This is the technical documentation of Wikimedia Meet (https://meet.wmcloud.org) and how to contribute. Wikimedia meet enables Wikimedians to meet virtually without using commercial proprietary services like Zoom or Google Meet.
Wikimedia meet is a project in the Wikimedia Cloud called "meet". Its public DNS record is meet.wmcloud.org that resolves to 22.214.171.124 which is one of the public IPs of WMF (The Wikimedia Cloud public IPs). Three ports are used: 80 that just redirects to HTTPS, 443 that handles the web traffic (encrypted using Let's Encrypt) and 10000/UDP that handles the webRTC.
The current installation is jitsi meet on docker with internal authentication enabled. The instance is jitsi.meet.eqiad.wmflabs (a large instance) that serves as video bridge, the interface and everything else. The config can be found here (private repo, it contains secrets).

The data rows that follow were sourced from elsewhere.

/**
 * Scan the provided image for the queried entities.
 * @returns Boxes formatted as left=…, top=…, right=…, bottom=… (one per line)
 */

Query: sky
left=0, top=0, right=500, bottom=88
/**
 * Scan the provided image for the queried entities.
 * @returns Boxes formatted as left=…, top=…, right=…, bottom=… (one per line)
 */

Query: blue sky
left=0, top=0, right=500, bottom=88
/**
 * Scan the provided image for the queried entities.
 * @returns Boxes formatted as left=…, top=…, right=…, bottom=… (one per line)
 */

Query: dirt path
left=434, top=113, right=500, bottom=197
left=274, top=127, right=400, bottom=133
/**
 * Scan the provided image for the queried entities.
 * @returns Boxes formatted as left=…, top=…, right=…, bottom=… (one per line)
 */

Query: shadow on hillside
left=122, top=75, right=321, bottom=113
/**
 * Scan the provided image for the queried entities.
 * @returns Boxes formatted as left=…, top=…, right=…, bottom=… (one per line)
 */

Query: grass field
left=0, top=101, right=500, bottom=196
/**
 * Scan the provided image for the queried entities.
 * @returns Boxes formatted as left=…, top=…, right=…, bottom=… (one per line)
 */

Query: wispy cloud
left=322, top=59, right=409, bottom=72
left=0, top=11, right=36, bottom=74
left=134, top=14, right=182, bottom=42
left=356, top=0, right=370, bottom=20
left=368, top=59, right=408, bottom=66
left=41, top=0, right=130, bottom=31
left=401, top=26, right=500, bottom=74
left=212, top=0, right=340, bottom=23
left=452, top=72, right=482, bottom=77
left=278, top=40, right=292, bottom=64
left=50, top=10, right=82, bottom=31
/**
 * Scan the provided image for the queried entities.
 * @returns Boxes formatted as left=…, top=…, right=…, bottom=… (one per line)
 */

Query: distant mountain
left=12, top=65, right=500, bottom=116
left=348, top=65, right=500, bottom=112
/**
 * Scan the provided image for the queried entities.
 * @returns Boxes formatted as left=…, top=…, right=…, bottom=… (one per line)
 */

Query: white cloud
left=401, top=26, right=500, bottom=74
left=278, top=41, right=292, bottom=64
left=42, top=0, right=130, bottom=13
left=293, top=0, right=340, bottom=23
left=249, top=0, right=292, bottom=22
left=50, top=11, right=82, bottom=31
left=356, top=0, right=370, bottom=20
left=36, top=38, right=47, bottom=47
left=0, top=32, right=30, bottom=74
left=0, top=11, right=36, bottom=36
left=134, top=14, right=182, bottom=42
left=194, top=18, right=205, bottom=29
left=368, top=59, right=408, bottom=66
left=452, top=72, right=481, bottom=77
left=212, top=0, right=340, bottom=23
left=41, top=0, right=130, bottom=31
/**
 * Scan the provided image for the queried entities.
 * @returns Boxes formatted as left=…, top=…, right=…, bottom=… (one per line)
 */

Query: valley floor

Note: After changing the .env file, you need to wipe the config volume otherwise the containers won't pick it up.
Creating new users
Inside the jitsi node
cd /srv/jitsi sudo docker-compose exec prosody /bin/bash
And then create the account:
prosodyctl --config /config/prosody.cfg.lua register TheDesiredUsername meet.jitsi TheDesiredPassword
Go to https://meet-auth.wmflabs.org/generate_token and put the Ticketmaster token that's given to you (if you don't know what that it, you don't have the rights). It gives you a long random string, use it in https://meet-auth.wmflabs.org/create to create account and it should be there in five minutes. The user-creating tickets (tokens) are one time use.
- How does it work internally?
The codebase for the auth system can be found in here (private repo) and has three parts:
- The server: it's a flask server that's exposed to web on port 5000. This uses hashing and salting to protect the token plus it's only one-thread and sleeps two seconds for each authentication to avoid brute force. Once create user is succesful, it calls all of its clients (the jitsi server)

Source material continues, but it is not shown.